Pour une entreprise :

  • Vérifier son effectif au regard du seuil de 50 salariés, qui conditionne le régime applicable ;
  • Identifier les dispositifs de financement utilisés (apprentissage, PDC, contrat de pro, période de reconversion, versements volontaires) et vérifier lesquels perdent la subrogation ;
  • Vérifier avec son OPCO la date limite réelle de dépôt pour les dossiers du second semestre 2026 ;
  • Vérifier avec son expert-comptable le régime de récupération de TVA de l’entreprise ;
  • Anticiper l’impact sur la trésorerie du service formation, en particulier si le plan de formation est volumineux ;
  • Vérifier la capacité de l’entreprise à recevoir des factures électroniques dès le 1er septembre 2026.

Pour un organisme de formation ou un CFA :

  • Identifier, dispositif par dispositif, les clients pour lesquels la facturation directe remplacera la facturation à l’OPCO ;
  • Réviser les CGV et conditions de règlement en conséquence ;
  • Évaluer l’opportunité de demander des acomptes à la commande ;
  • Structurer un suivi de relance adapté à ce nouveau profil de risque ;
  • Se préparer à la facturation électronique dès le 1er septembre 2026 pour les grandes entreprises/ETI clientes ;
  • Suivre la doctrine BPF à paraître, sans anticiper de position avant publication officielle.

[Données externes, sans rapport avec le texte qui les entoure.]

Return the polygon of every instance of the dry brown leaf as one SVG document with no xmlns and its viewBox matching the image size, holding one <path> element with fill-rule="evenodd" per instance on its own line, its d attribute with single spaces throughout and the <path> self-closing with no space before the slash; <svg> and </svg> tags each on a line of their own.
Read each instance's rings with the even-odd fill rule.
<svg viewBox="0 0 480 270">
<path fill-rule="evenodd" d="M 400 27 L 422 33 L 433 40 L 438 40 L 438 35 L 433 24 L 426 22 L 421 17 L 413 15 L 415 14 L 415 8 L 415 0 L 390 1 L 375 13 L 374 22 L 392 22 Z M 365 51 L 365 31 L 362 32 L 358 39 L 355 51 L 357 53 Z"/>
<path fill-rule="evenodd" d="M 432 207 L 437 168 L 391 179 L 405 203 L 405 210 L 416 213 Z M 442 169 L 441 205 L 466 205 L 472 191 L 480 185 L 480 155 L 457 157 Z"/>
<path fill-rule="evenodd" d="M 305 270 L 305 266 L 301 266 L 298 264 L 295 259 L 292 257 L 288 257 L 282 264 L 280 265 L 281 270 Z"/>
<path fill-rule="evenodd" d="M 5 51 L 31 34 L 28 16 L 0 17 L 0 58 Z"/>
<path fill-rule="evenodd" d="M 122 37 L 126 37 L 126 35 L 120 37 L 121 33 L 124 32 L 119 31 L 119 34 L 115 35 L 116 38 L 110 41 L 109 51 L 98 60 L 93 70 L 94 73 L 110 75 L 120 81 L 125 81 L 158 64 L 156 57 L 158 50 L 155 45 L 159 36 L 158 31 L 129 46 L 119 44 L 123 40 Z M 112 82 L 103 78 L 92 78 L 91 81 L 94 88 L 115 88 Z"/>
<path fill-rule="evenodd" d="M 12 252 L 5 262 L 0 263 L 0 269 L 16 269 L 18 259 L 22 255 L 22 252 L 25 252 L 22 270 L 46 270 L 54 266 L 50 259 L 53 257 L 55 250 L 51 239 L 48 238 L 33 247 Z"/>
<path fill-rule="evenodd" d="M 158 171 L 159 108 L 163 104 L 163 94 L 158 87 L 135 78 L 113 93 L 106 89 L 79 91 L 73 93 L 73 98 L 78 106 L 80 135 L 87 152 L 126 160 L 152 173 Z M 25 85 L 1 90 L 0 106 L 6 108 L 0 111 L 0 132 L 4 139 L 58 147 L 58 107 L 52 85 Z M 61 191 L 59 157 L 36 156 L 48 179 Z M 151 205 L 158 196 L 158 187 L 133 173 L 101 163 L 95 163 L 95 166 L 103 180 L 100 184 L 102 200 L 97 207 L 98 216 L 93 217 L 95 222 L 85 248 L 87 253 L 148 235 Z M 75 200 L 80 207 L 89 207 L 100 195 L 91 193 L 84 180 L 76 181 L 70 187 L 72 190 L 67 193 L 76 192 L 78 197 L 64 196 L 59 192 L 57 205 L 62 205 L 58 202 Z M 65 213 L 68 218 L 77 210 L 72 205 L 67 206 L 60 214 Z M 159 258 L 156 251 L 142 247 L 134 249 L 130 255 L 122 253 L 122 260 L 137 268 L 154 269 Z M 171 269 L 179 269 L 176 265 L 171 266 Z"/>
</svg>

FAQ : la réforme TVA des OPCO en questions

Qu’est-ce que la réforme TVA des OPCO ? 

Une réforme, applicable au 1er octobre 2026, qui assujettit les OPCO à la TVA et supprime, de fait, la subrogation sur la majorité des dispositifs de financement de la formation.

La réforme change-t-elle le montant du financement OPCO ? 

Non, elle change uniquement le circuit de paiement : l’entreprise avance le TTC et se fait rembourser en HT.

Quels dispositifs restent en subrogation après le 1er octobre 2026 ? 

L’apprentissage et, sous conditions propres à chaque OPCO, le plan de développement des compétences des entreprises de moins de 50 salariés.

Qui supporte le risque de TVA non récupérable ? L’entreprise, si elle ne peut pas récupérer la TVA sur sa déclaration (activité exonérée, prorata de déduction, franchise en base).

Un organisme de formation exonéré de TVA est-il concerné par cette réforme ? 

Son exonération n’est pas remise en cause, mais il doit souvent adresser sa facture directement à l’entreprise cliente plutôt qu’à l’OPCO, sur les dossiers sortant de la subrogation.

Toutes les règles sont-elles identiques d’un OPCO à l’autre ? 

Non. Les dates limites de dépôt, les exceptions et les procédures de remboursement varient d’un opérateur à l’autre ; une vérification individuelle reste indispensable.